For the US, it recommends reform policies pertaining to energy, healthcare and the escalating burden of litigation.

In continental Europe, labour market reforms to raise employment, deregulation of services and the creation of truly pan-European markets are suggested. Pointing out that for governments that are already "fiscally challenged" finding the funds would be no easy way, the BIS called for a "ruthless pruning" of unproductive expenditures and wasteful subsidies which would be a good start.

Highlighting global trade imbalances, it said the fundamental issue is that Asia currently saves too much, relative to domestic opportunities for profitable investments and the western hemisphere (especially the US) saves too little.

However, it acknowledges the difficulties for creditors in Asia if they plump for lower saving rates through easier credit policies, designed to stoke consumer spending as the experience of Korea and Thailand proved that this could easily get out of hand. Investment in Asia (outside China) has also been very low and hence could be kindled.

"Again, the dangers inherent in such policies are starkly underlined by what we are currently seeing in China, and what we observed in Japan in the late 1980s".

Hence, the BIS argues that if creditors should make a contribution to unwinding global trade imbalances, so too should debtors, particularly the US which with its massive fiscal and trade deficits, needs to trim them down.

Being the world's central bank, the BIS is naturally concerned over the stability of the global financial system. Hence, it notes "raising productive potential and then keeping it fully employed requires marrying efficiency with stability in the financial system".
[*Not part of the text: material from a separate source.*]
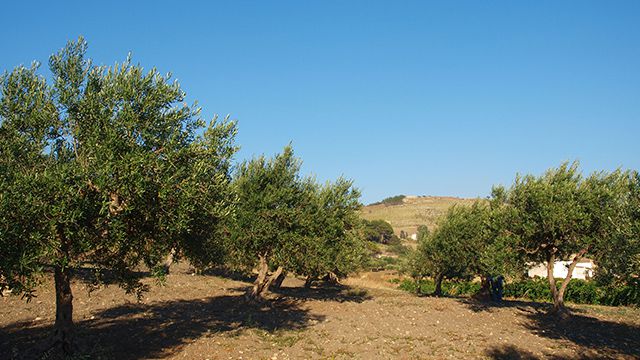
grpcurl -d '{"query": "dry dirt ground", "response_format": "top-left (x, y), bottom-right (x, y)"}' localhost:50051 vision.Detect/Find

It deplored the less than optimal conditions in some countries, with reliance still being placed exclusively on loans from banks, and bankers often charging less for risk than they should.
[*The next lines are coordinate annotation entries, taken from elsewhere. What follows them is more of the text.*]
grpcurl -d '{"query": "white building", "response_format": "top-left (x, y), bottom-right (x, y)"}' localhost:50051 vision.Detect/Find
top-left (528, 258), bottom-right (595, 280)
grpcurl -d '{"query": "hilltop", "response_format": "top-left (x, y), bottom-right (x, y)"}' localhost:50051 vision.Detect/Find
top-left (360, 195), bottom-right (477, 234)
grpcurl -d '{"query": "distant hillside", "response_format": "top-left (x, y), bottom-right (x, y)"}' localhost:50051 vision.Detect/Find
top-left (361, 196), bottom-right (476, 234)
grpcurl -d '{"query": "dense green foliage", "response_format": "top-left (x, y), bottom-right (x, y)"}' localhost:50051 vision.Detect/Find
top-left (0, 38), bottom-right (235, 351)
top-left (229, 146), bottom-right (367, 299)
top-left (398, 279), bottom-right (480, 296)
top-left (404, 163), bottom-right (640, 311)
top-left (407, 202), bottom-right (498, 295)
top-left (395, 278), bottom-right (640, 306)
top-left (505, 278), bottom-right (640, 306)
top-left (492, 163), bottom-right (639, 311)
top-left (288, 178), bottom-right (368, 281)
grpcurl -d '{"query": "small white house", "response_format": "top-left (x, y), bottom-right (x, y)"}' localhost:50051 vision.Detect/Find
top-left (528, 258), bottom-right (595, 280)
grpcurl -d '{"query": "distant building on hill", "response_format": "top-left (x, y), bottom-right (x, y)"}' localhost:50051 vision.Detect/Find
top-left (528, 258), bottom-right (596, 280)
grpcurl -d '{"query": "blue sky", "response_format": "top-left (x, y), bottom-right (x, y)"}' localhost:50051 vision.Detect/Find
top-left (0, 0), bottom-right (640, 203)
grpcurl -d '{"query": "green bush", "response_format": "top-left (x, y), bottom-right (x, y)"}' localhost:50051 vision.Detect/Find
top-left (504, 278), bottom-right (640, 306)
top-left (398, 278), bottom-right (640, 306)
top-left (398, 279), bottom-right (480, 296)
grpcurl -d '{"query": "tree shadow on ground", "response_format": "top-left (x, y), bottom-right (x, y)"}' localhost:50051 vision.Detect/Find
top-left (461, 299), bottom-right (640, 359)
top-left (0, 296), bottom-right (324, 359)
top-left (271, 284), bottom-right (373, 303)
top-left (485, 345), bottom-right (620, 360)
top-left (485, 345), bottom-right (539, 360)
Besides, certain banking systems are still operating under the burden of bad loans made in the past.

An even greater challenge than recapitalising commercial banks, would be to ensure they can operate profitably over time, the BIS said citing "continued political influence" as one of the pernicious forces.

"To be sure, directed loans to state-supported sectors seem increasingly to be out of favour, even in such countries as China and India", the BIS said adding "the damage that can be done to the private sector through competition from state-supported financial institutions is still not adequately recognised". While referring to the huge pile-up of foreign exchange reserves of Asian economies including India, the BIS notes that a continued process of large-scale intervention to keep the exchange rate from appreciating could still raise significant domestic policy challenges. First, reserve accumulation might at some point compromise the ability of the central banks to contain future monetary growth. Large reserve accumulation has already led to increasing technical difficulties, such as finding eligible instruments with which to mop up additional liquidity.

A second major policy challenge is that perceptions of an undervalued currency associated with foreign exchange market intervention and reserve accumulation can have marked expansionary effects on the economy even if sterilisation is effective.

In fine, this year's BIS annual report is replete with references to contemporary problems confronting both the developed and the developing countries in general and their central banks in particular and highlights one structural vulnerability evident almost everywhere.

This adverts to the shortage of information required to assess the health of corporations, that of the institutions which have lent to them and the resulting financial vulnerability of the economy as a whole.